Wie groß war die Inflation 1932, also ein Jahr vor der Machtergreifung der Nationalsozialisten? Diese Frage hat der Wirtschaftswissenschaftler Nils Redeker vor einiger Zeit mehreren Bürgerinnen und Bürgern für eine Studie gestellt.
Selbst wenn kaum einer der Befragten solch genauen Wirtschaftsdaten im Kopf parat hat, war der Grundtenor in der repräsentativen Umfrage ziemlich eindeutig: Mehr als die Hälfte der Befragten glaubten, „dass die 1930er-Jahre eine Zeit war, die geprägt war von rasant steigenden Preisen“, sagt Redeker vom Jacques Delors Centre in Berlin.
„Ökonomisch macht das wenig Sinn, historisch ist das auch falsch. Aber das ist eine Idee, die die heutige Inflationsdebatte sehr prägt.“

Die Sorge vor der Hyperinflation

Es herrschte 1932 also keineswegs eine Hyperinflation. Im Gegenteil: Damals ließ sich eine Deflation verzeichnen, also eine negative Inflation von etwa minus sieben oder minus neun Prozent, so Redeker. Trotzdem halte sich die Vorstellung hartnäckig, “die Hyperinflation kam am Ende des Ersten Weltkriegs, sie läutete das Ende der Weimarer Republik ein und damit den Aufstieg der Nazis. Das ist so ein Motiv, das in der deutschen Debatte sehr präsent ist.“
Diese Geschichtsdeutung und die damit einhergehende Angst vor einer massiven Geldentwertung präge den Blick auf das Thema Inflation in Deutschland bis heute, betont Redeker.
„Eine Begründung dafür, warum in Deutschland eine so große Sorge vor Inflation herrscht, ist ja, dass sich die Erfahrungen der Hyperinflation Anfang der 1920er-Jahre ins kollektive Gedächtnis eingebrannt hat.“ Die große Sorge vor der Inflation bestehe in anderen Ländern nicht oder jedenfalls nicht in einem derartigen Ausmaß, sagt Redeker.

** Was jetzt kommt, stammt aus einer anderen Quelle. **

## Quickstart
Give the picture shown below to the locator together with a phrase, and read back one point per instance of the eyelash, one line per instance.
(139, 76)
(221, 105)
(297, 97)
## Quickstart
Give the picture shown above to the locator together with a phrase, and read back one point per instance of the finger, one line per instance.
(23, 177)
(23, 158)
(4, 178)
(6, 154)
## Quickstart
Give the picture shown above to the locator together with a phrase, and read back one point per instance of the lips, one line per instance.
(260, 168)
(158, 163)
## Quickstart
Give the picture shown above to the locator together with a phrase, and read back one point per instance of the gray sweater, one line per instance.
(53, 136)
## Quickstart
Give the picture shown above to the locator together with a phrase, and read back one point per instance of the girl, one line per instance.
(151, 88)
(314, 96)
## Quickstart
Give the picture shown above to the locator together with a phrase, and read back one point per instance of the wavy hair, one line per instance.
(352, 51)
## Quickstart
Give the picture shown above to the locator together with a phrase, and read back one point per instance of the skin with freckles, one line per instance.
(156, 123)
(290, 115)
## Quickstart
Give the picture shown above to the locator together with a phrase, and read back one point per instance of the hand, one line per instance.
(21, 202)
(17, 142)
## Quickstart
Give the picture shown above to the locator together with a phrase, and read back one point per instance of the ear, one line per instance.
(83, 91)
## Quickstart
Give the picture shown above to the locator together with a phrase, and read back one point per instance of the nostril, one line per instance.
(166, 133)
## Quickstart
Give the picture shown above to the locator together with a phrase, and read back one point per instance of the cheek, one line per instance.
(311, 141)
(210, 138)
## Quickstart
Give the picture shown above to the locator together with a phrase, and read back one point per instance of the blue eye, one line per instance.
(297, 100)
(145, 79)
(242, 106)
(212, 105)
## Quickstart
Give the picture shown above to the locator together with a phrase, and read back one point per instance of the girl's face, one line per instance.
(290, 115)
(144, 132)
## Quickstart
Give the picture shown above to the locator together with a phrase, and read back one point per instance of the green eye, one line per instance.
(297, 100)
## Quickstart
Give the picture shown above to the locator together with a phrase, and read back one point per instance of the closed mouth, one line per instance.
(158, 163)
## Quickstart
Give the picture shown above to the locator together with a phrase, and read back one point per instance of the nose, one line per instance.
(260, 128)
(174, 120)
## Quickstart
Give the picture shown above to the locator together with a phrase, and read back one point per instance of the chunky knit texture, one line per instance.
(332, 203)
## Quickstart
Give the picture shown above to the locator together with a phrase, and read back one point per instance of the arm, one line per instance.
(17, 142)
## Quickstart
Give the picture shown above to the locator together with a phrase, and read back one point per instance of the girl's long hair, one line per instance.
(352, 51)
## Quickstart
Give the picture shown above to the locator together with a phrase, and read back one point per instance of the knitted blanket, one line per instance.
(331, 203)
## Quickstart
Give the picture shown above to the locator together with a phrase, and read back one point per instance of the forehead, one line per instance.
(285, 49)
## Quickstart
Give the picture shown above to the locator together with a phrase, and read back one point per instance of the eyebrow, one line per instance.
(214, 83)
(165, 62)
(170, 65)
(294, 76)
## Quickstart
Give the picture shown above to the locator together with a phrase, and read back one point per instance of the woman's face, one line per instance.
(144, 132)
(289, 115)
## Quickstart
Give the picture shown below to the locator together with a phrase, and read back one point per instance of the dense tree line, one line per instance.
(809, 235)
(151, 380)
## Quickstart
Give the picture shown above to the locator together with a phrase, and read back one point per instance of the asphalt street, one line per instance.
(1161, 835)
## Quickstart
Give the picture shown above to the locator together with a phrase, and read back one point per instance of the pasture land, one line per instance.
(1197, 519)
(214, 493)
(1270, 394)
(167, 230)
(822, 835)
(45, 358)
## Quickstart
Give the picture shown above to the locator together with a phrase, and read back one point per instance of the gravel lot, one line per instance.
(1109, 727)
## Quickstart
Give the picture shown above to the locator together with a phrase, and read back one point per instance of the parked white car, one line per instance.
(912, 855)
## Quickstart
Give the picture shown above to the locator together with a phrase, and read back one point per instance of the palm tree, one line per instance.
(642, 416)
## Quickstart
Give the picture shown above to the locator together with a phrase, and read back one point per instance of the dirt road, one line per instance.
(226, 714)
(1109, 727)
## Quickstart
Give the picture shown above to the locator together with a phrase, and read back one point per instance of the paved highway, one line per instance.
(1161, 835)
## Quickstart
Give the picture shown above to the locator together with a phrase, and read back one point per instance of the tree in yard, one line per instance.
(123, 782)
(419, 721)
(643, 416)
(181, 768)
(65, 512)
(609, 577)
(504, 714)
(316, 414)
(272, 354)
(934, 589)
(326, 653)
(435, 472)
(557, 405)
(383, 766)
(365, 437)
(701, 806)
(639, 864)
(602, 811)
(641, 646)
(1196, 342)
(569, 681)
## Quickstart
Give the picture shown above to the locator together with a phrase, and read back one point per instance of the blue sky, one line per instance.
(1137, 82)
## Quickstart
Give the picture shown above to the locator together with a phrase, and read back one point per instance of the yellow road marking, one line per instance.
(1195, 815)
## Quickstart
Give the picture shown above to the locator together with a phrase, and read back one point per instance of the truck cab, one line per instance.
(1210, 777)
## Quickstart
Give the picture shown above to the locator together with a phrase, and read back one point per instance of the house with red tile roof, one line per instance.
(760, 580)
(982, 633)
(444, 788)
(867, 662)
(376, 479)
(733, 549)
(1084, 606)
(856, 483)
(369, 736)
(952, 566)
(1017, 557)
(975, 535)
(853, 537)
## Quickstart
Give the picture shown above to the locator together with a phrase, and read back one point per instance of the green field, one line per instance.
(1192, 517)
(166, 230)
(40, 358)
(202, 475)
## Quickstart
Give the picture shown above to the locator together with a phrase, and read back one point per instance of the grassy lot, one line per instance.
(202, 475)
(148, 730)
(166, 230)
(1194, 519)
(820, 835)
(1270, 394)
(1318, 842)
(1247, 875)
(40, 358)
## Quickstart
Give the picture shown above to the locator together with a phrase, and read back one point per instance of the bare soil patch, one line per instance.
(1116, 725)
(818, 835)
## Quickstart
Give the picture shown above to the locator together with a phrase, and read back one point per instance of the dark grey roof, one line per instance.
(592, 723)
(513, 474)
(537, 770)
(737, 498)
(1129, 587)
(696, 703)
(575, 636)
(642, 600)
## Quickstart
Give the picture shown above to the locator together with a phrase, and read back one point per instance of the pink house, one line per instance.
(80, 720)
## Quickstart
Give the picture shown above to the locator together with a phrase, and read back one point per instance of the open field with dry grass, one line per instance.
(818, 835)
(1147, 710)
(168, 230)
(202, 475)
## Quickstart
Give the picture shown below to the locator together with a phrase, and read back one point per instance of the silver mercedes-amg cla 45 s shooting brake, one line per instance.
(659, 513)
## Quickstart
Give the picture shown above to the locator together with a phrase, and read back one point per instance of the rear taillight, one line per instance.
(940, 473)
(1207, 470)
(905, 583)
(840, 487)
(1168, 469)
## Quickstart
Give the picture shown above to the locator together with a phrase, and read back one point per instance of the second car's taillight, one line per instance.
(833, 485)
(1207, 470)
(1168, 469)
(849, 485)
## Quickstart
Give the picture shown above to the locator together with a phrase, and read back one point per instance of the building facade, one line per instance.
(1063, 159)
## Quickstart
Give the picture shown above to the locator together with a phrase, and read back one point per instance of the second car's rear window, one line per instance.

Schrecken der Deflation sind vergessen

1923, während der "Hyperinflation", musste man die Geldscheine manchmal im Schubkarren mitnehmen – die Folge der abenteuerlichen Finanzpolitik der deutschen Regierungen im vorausgegangenen Jahrzehnt, seit Beginn des Ersten Weltkriegs 1914. Von dieser erschreckenden, hier und da auch skurrilen Geldentwertung erzählten Millionen Menschen ihren Kindern und Enkeln.
Allerdings ist hierzulande die katastrophale Deflation fast vergessen, in die Deutschland, die USA und andere Länder um 1930 nach dem Rausch der "Goldenen Zwanziger" abstürzten. Diese Deflation brachte die Wirtschaft teilweise zum Stillstand und führte zu einer beispiellosen Arbeitslosigkeit, sie trug auch zu den Wahlerfolgen des Nationalsozialismus bei. 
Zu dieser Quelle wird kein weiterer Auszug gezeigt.